Meditation is the #1 Tool I recommend to ALL my clients + students!

PATIENCE

 

|| PATIENCE ||

We could all do with a little bit more patience in our lives. Modern society has not moulded us to be patient. With everything at a tap of a finger, now more than ever, we need to practice being patient not just for our own sanity, but for our nearest and dearest too. I have been working with being more patient over the last few weeks and it’s such a relief when you give yourself permission to relax and let go. 

Some of the smallest things can be SO grating whether it’s standing in the queue at Sainsbury’s, getting on public transport, walking behind a very slow person on a busy pavement, being patient when your family winds you up, or being patient with ourselves in reaching goals. It’s often the closest people to us who are on the receiving end of our impatience and being a little bit more patient will transform our relationships with others and our own internal relationship. 

I did a 10 day meditation recently with Headspace focusing on patience, which has really helped me manage and recognise when I’m being unnecessarily impatient. It’s such a relief to be able to let go of that feeling and to continue with whatever you’re doing without frowning, or tensing up in the body. 

The meditation trains you to recognise and note to yourself when your mind is wondering off on a tangent as ‘thinking’. By recognising that we’re thinking we become more aware of the patterns of our mind. When you’re feeling impatient, practice noting to yourself that what you’re feeling is just ‘impatience’, and then let it go (appreciate at times this is easier said then done). When our mind is boggled with negative thoughts its very easy to let it spiral. If we can become aware of when we’re spiralling and note that then it’s easier to let go and move on from the feeling. It takes practice but it really works and it feels so good to realise that you don’t have to be so tense. 

My favourite saying at the moment is ‘life is your own creation’, and if we want to be impatient we can be and if we choose to let go a little more, we can…..with practice. Half the time my thoughts get the better of me, but the other half my practice comes into action. 

If you’re out and about it’s pretty hard to drop to the floor and do yoga. But if you’ve had a long and stressful day, and you want some chill stretch time at home, I find the below poses soothing and calming. 

 
 

RAG DOLL 

So simple and easy. Bend the knees and allow the torso to drape over the legs. The feet are hip distance apart, make sure the weight is spread evenly in the feet, and the knees track over the second toe. Either grab opposite elbows or let the arms dangle. Release the neck and allow the weight of the head to encourage the torso to lengthen as the hips lift. Option to interlace the hands behind the back. It’s a little bit more intense but a nice shoulder opener. 
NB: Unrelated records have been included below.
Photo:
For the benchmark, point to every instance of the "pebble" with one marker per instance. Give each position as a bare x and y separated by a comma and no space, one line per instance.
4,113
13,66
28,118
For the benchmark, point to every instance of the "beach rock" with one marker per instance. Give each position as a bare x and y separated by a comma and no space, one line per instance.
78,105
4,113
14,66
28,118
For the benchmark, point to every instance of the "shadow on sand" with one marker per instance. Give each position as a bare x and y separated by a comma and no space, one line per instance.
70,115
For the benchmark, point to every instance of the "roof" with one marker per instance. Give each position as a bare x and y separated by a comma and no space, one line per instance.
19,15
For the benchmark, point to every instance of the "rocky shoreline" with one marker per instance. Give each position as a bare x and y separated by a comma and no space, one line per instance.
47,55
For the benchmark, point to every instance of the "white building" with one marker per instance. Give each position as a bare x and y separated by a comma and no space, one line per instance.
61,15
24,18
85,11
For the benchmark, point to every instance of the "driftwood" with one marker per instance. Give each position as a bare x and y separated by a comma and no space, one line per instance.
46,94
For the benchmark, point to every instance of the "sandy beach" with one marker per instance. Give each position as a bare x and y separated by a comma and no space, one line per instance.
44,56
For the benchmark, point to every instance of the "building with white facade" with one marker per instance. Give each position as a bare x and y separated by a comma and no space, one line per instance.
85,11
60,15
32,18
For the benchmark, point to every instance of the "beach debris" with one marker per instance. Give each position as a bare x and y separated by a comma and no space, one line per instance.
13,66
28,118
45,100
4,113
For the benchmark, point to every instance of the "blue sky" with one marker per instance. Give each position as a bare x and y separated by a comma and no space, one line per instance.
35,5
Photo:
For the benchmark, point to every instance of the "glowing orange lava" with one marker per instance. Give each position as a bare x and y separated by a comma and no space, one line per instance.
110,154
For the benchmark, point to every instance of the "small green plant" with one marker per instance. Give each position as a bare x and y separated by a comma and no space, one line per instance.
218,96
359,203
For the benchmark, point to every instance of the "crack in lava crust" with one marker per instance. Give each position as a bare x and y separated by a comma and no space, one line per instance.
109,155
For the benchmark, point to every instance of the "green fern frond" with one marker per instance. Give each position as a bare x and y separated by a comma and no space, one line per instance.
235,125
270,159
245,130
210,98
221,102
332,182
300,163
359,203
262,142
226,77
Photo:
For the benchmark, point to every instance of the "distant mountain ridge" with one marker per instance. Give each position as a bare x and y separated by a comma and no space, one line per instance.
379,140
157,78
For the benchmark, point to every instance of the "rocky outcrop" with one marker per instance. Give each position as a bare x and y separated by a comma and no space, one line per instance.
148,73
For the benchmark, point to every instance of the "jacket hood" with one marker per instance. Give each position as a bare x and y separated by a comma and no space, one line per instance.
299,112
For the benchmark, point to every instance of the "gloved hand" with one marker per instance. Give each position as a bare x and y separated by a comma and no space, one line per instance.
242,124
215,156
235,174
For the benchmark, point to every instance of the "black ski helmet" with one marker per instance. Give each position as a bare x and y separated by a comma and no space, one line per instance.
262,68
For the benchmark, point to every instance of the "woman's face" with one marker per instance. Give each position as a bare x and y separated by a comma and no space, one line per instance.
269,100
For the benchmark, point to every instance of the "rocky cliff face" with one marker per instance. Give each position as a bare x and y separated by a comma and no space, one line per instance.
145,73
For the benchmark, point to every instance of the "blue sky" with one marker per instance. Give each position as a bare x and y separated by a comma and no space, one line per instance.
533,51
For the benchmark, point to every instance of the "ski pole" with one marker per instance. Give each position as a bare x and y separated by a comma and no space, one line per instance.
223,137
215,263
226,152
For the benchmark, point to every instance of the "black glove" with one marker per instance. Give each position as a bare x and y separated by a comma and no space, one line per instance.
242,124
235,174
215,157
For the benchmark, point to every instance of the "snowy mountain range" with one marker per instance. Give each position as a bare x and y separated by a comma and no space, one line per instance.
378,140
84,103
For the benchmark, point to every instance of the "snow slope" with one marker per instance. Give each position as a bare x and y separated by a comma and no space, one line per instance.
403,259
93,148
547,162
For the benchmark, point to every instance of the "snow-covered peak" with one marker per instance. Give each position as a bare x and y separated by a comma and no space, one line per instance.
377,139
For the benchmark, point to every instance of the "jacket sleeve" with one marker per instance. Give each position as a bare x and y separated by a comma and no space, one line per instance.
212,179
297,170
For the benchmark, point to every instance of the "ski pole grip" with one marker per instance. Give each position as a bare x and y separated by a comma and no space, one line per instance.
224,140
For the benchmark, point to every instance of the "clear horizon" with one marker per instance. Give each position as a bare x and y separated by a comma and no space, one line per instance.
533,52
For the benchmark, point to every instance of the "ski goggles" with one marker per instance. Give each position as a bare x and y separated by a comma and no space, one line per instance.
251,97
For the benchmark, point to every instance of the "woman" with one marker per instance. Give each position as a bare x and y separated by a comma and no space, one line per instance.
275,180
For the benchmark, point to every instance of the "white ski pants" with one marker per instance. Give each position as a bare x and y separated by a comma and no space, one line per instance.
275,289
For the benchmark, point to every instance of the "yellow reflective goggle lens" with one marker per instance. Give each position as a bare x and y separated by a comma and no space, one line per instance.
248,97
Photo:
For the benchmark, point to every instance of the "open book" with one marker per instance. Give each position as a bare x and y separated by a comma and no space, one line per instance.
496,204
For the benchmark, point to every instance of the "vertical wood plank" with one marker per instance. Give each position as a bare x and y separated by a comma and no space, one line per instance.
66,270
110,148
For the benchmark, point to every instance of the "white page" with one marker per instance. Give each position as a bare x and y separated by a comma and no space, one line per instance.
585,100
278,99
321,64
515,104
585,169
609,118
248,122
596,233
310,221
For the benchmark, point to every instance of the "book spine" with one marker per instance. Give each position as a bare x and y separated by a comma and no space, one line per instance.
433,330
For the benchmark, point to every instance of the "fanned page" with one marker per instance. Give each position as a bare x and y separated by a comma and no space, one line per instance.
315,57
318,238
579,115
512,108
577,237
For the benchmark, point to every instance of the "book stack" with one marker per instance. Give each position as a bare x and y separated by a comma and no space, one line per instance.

HAPPY BABY (Ananda Balasana) 

In happy baby allow the lower back kiss the mat and at the same time the neck and shoulders to be soft. If holding the outside edges of the feet causes tension in the neck and shoulders, or the lower back to raise off the mat, then hold the ankles or further down the legs. Alternatively bring the knees wide and into the chest, placing your hands on top of the knees. Close the eyes breath and let go. 

BADDHA KONASANA Restorative 

Make a diamond shape with your legs and place the souls of your feet together. Your feet should be about half a metre or more from you pelvis. Bring your head towards your feet and round your back. Either place your hands either side of your feet, or grab your toes and gently draw yourself towards your feet. This pose is also great with a bolster so you can rest your head. Either place the bolster between your legs at an angle between your forehead and against the floor. 

SETU BADDHA KONASANA 

Come to lying on your back, place the souls of your feet together, and let the knees fall out wide. For a slight chest opener you can place your arms above your head and grab opposite elbows. Alternatively place the right hand on the belly and left hand on the heart. If you start to feel discomfort in the hip flexors lengthen your legs, or place the souls of the feet on the ground and bend your knees.